CMS Issues Medicaid Work Requirement Rule, Putting Millions of Low-Income Adults at Risk of Coverage Loss
An interim final rule published June 1 sets an 80-hours-per-month standard for ACA-expansion enrollees and adopts a narrow medical frailty exemption that health policy researchers say will strip coverage from people who qualify for it.
The Centers for Medicare and Medicaid Services issued an interim final rule on June 1 that spells out how states must implement Medicaid work requirements by January 1, 2027 - and the fine print on who counts as too sick to comply is already drawing sharp criticism from patient advocates and policy researchers.
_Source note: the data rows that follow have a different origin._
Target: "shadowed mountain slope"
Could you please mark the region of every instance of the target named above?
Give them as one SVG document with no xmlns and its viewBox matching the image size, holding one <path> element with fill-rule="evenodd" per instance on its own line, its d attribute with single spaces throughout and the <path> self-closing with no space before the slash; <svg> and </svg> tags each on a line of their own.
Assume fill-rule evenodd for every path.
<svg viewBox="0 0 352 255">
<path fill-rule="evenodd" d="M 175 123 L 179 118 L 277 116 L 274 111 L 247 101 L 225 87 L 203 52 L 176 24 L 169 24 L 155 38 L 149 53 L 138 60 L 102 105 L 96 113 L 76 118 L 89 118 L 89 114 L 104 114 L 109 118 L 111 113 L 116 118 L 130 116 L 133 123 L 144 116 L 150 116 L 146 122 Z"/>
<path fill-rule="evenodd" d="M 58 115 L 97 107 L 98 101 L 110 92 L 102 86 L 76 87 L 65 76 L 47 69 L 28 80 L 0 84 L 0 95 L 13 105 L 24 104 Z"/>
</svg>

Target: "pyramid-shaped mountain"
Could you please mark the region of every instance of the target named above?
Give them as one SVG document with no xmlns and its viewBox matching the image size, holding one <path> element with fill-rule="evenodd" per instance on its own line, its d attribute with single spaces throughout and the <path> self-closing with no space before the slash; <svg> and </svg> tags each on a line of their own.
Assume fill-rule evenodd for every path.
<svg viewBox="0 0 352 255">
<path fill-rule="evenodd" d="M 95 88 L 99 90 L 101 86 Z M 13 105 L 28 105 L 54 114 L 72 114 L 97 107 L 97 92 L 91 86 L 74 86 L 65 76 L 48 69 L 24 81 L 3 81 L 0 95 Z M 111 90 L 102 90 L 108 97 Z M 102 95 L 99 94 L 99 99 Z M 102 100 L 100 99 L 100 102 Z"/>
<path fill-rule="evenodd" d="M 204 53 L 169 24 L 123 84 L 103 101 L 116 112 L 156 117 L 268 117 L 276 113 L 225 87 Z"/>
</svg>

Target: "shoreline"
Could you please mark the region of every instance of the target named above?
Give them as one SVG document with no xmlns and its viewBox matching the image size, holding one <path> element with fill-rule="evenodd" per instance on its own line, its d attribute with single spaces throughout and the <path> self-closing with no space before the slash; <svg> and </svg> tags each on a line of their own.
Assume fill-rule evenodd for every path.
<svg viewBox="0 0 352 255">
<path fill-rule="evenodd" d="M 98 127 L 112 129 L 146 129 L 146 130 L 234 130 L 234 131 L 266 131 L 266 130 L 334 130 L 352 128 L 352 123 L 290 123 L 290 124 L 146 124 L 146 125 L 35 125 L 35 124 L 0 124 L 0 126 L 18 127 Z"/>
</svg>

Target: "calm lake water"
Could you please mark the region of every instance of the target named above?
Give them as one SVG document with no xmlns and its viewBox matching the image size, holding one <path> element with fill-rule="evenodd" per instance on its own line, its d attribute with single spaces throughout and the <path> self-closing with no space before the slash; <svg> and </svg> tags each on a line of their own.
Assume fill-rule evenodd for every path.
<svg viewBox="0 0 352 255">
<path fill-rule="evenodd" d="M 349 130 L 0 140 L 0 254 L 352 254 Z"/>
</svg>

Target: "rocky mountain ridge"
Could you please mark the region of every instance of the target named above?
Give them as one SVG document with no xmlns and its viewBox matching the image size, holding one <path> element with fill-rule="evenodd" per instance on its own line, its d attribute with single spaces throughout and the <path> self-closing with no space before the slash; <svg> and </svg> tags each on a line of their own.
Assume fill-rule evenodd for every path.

As detailed in a CMS fact sheet reviewed for this report, the rule applies to non-pregnant adults between the ages of 19 and 64 who receive coverage through their state's ACA Medicaid expansion. Covered enrollees will have to document 80 hours per month of qualifying activity - employment, community service, job training, or at least half-time enrollment in school - or earn at least $580 monthly, to keep their insurance.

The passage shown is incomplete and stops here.